Occasionally, in weak moments, I regret leaving Hollywood and abandoning my screenwriting ambitions. Then I find an angry note like this one, sent to my manager at the time about the girl who was ‘covering’ – reading and supposedly analyzing – scripts in her office.
As far as the coverage goes, someone should write coverage of these reader's reports. They are so smug, snotty and badly thought-out. Any decent English teacher would flunk most of these people on a ninth grade research paper. I don't even know where to begin, so I probably shouldn't. But she missed the point totally. She compares me to the “dreadful” Whit Stillman. Sorry, I take that as a compliment. Sophistication and smart characters freak her out. Well, send her a copy of the Beverly Hillbillies script. It's all intellectualized? Did she notice the over-the-top shouting match on New Year's Eve, or the tooth and claw fight scene between the father and son in Act III? Her comment that there's not enough reason for Joanna to be interested in Robert in the gallery irks me -- as Ben Hecht says, when it's two hot actors, the question is how, not why.
But there’s no reason go point by insipid, tedious point. The heart of the matter is -- and you know this as well as I do, if I revised this thing WITH HER, treating her like a movie director whose opinion actually meant something, and made every change she asked for until it was ABSOLUTELY PERFECT in her estimation ... the next dimwit we showed it to would have a whole other raft of idiotic opinions and I could spend another month fixing it for them ... and on and on until I had done a draft for every lame-ass moron in Hollywood (Which I think I may have actually done by now). To me, needless to say, this is a demented waste of time. Erin Martin is not going to be directing this movie. So her comments are utterly irrelevant ... and fortunately so. If it was up to her, I would never have gotten to see Metropolitan , Barcelona or The Last Days of Disco.

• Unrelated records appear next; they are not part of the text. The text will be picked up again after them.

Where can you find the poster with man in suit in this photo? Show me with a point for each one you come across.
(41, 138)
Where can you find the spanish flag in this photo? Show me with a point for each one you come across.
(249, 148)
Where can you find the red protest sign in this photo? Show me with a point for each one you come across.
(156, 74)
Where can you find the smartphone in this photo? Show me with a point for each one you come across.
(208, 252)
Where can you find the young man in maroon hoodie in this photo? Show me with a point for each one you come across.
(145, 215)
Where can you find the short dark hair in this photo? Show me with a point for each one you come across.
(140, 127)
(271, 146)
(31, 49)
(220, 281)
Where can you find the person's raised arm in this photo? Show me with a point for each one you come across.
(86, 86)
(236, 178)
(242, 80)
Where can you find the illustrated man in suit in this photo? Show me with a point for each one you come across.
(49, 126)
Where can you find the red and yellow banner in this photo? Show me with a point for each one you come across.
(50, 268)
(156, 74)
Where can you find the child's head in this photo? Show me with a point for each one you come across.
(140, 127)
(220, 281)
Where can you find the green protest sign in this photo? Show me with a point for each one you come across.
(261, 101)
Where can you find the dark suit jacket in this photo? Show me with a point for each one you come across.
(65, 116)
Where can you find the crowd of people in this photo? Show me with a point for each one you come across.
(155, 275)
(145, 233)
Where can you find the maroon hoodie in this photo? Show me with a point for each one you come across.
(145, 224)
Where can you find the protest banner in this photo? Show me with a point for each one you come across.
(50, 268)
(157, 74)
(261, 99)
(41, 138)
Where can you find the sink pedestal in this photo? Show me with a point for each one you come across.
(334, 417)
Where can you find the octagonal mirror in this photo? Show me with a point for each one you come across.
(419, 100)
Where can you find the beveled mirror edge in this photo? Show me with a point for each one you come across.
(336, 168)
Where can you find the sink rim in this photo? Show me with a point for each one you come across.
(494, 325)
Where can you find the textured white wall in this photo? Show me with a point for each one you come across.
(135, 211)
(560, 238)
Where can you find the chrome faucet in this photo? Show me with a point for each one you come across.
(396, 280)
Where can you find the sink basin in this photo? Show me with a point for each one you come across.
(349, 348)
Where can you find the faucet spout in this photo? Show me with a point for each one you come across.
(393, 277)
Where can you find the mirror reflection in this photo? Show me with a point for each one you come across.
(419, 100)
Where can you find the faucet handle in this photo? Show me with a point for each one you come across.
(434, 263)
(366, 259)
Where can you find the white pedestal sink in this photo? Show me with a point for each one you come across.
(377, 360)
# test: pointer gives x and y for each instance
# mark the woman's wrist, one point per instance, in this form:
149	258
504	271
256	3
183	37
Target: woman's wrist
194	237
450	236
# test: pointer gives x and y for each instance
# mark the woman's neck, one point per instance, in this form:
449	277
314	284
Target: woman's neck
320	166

There's another whole essay I could write about the seduction of critiques. Almost any comment can seem valid, just by being written down. In fact it may be that almost any comment is valid, that anything can be said about anything. And not just regarding art. It works for people, too -- we're all slimy and honest and normal and weird and lazy and energetic and lucid and irrational and passive and violent and everything in between. You could say One Man Show has too much backstory, or not enough, or just the right amount and maybe all of those comments would be true ... or none of them. That's why, when one sees a particular comment actually written out with some sense of authority, one naturally goes... Hmmmmm, "that's actually kind of true" ... forgetting that an almost limitless number of other statements could give one exactly the same feeling. They're all "kind of true" . So finally the only "truth" that matters is what you think. All the great Hollywood moguls knew this ... which is why they didn't bother with focus groups. They just made movies. And they made Sunset Boulevard, not Before the Sunset; Mr. Smith Goes to Washington, not Mr. and Mrs. Smith. Those new movies suck because they were composed by committee. And no one could possibly think that’s an improvement.